李稷心说原来她进东厢房时容岐竟不在,乃是是周靖夫单独接待的,挤出一笑:“也是,下次夫人若再送饭菜来,不妨先叫上我,我与兄长、周大哥一块用膳,也好热闹些。”
容玉看他两眼,忽道:“你为何会认为周大哥心仪我呢?”
李稷拿箸的手指一顿,反问道:“夫人看不出来吗?”
容玉发自内心地摇头。
因着他前天的那番话,她今日见周靖夫时倍感尴尬,可是人家根本什么也没做,平白被她臆想,何其无辜?
李稷夹着菜,道:“我上次不是说了?他对我有敌意。”
容玉心想对你有敌意也可能就是讨厌你啊,然看着他的脸,到底不忍心这般说,只是问:“还有呢?”
“他跟你说话时会结巴,但跟旁人没这毛病。”
“还有吗?”
“他老偷看你。”
“……”
“偷看完还要瞪我一眼。”
“……”
“又或者,是瞪完我再偷看你。”
“……”
容玉承认他所言有大半属实,可光凭这些便咬定周靖夫在背后爱慕她,不免太武断。万一人家就是拿她当做亲生的小妹看,像前些时日的兄长一样,可惜她所嫁非人,是以反感他呢?

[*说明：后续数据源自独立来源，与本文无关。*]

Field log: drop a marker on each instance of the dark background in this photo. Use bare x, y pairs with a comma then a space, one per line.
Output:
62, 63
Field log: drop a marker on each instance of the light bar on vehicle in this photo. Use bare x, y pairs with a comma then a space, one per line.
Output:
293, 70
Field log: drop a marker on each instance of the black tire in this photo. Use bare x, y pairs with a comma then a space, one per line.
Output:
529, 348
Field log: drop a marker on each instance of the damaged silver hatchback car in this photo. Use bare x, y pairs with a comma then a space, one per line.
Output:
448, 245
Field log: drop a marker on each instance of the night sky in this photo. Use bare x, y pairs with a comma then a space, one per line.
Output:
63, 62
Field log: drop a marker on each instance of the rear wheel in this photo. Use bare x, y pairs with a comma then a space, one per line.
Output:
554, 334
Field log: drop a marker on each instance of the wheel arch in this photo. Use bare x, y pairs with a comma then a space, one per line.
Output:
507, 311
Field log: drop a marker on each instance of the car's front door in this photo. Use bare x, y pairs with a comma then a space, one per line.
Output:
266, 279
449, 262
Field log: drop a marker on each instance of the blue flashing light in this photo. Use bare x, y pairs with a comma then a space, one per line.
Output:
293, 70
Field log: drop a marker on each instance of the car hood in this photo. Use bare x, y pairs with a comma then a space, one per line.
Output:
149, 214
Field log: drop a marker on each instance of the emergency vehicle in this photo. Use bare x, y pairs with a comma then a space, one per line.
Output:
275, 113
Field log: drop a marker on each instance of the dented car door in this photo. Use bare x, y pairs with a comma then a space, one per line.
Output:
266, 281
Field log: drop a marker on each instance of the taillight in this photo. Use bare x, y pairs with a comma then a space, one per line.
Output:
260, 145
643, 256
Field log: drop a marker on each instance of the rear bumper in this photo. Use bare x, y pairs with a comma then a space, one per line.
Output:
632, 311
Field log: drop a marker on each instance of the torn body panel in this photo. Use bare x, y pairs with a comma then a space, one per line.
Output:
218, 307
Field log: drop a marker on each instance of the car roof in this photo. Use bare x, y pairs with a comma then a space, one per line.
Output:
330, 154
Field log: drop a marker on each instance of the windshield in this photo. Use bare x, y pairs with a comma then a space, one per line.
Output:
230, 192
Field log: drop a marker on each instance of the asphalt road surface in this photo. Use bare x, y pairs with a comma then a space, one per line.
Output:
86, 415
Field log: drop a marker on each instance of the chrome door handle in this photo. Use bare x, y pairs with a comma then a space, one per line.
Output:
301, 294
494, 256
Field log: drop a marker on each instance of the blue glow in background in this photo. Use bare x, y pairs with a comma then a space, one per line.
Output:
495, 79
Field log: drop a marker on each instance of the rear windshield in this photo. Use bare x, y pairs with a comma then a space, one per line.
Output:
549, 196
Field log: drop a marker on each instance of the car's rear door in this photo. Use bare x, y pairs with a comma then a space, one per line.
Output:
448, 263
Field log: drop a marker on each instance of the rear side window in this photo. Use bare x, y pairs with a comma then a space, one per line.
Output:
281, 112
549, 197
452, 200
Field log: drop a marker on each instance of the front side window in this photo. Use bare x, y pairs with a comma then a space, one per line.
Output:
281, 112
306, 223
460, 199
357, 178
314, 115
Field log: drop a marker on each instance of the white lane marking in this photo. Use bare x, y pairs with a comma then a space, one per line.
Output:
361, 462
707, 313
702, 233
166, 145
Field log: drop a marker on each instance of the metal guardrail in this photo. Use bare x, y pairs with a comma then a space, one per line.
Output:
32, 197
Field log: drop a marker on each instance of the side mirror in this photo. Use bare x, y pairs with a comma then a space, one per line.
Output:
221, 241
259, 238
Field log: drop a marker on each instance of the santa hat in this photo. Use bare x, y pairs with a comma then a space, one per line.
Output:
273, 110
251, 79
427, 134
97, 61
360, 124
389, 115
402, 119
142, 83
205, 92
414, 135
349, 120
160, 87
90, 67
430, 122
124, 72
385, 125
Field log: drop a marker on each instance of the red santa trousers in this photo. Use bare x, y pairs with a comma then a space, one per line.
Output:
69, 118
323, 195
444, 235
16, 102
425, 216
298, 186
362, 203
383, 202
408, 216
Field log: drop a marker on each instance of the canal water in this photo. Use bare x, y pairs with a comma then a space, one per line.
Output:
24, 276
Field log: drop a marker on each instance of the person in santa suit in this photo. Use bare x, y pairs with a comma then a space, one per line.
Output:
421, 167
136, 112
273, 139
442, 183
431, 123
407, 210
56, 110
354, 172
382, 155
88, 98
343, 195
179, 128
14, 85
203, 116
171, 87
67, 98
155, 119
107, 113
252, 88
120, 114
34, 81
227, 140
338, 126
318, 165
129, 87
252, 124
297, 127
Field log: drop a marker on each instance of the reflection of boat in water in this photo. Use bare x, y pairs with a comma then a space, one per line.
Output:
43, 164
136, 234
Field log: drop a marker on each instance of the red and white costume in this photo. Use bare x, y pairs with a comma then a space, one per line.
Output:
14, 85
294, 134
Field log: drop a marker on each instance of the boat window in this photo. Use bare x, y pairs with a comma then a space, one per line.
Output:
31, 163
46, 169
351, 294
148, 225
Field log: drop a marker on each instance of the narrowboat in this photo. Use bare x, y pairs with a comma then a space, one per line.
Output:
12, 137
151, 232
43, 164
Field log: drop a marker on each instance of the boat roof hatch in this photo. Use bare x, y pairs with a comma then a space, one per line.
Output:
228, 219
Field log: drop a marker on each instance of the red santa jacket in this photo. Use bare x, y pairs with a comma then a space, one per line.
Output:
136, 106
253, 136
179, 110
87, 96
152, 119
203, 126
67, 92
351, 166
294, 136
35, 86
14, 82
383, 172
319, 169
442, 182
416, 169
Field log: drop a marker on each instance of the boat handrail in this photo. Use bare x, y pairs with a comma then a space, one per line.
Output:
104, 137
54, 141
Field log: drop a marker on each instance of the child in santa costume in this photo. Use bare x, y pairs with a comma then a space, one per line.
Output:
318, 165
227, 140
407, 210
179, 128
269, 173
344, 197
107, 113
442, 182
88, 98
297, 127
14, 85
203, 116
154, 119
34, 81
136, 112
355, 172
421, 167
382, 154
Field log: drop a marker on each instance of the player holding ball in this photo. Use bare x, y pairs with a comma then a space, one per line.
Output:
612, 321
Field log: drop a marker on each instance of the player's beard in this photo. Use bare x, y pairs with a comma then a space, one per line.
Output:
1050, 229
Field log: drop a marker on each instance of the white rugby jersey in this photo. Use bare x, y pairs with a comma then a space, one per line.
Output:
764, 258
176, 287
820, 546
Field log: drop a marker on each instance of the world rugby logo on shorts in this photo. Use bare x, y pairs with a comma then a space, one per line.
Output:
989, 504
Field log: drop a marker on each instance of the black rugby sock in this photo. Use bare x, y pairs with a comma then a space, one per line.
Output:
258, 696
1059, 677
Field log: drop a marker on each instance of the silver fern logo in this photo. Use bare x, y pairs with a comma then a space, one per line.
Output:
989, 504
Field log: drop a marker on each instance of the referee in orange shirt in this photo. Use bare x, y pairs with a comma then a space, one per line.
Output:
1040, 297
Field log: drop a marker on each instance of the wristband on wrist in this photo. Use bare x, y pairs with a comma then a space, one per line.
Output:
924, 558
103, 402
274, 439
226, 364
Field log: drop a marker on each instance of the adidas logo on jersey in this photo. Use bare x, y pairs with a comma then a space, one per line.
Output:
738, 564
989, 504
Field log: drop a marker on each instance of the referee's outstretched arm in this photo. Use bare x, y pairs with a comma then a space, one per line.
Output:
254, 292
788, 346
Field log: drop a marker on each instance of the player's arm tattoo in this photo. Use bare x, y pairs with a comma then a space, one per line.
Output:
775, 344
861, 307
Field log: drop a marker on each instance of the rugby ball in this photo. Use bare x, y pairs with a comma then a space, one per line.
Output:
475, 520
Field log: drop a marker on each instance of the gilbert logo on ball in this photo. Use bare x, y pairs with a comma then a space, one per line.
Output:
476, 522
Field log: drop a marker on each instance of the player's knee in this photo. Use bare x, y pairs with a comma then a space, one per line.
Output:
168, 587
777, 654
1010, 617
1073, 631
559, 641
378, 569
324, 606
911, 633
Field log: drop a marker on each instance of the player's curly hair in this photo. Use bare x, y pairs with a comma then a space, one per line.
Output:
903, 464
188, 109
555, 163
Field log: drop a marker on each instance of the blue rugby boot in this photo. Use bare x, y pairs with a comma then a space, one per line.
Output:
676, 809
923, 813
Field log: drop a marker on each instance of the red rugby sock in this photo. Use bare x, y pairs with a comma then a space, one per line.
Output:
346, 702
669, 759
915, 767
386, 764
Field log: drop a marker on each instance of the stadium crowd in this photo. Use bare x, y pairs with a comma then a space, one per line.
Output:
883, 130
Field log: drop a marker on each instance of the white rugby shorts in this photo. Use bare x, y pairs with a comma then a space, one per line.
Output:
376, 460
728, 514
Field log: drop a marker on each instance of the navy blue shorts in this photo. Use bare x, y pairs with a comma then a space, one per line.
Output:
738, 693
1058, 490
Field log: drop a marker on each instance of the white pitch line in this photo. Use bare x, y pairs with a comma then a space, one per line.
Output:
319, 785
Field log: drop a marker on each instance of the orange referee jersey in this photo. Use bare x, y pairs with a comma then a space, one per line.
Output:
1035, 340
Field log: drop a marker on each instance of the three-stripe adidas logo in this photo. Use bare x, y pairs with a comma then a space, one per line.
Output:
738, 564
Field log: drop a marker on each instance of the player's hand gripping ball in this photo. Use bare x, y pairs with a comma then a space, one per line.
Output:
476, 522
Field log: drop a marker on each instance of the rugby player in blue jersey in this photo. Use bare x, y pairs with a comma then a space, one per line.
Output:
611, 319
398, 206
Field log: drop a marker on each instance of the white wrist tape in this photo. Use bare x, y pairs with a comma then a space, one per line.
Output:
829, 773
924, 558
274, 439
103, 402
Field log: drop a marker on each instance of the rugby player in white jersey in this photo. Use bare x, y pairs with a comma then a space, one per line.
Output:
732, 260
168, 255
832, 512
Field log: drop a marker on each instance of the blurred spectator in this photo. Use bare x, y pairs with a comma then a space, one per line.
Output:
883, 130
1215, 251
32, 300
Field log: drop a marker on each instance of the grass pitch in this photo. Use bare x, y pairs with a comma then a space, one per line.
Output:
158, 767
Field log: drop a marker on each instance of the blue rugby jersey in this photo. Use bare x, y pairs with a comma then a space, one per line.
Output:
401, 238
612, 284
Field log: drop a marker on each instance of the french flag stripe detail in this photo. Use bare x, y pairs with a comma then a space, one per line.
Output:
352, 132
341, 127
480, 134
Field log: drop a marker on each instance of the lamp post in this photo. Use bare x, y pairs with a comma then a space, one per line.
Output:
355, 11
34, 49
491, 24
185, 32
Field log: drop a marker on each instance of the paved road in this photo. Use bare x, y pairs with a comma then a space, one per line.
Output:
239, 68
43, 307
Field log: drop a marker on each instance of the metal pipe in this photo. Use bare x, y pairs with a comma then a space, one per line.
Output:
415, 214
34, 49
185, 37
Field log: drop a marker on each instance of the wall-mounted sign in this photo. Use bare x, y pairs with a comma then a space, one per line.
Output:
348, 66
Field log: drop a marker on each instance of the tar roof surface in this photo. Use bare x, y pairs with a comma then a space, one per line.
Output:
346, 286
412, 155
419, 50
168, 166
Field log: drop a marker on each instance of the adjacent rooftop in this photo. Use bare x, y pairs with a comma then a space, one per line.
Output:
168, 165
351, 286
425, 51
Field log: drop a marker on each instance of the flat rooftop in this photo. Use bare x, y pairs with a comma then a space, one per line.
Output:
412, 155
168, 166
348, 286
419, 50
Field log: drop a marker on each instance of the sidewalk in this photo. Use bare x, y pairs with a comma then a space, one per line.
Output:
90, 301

“周大哥是兄长的挚友,若是对我有什么旁的心思,总逃不过兄长的眼睛。退一万步说,就算他真像你猜的那样,在他没逾矩前,你我不好在背后胡乱臆想、编排。”
这话里维护的意思太明显,李稷听来实在刺耳,却也知反诘只会更败坏了自己这小人之心的形象,便道:“哦。”
容玉听出了几分闷气。
“只是不知何事算是逾矩?在夫人看来,一个男子大概对你做些什么,会让你起疑心?”
容玉微怔,蓦然间竟觉他目光有些压迫感,道:“男女不亲授,礼也,若有违背,自然便是逾矩。”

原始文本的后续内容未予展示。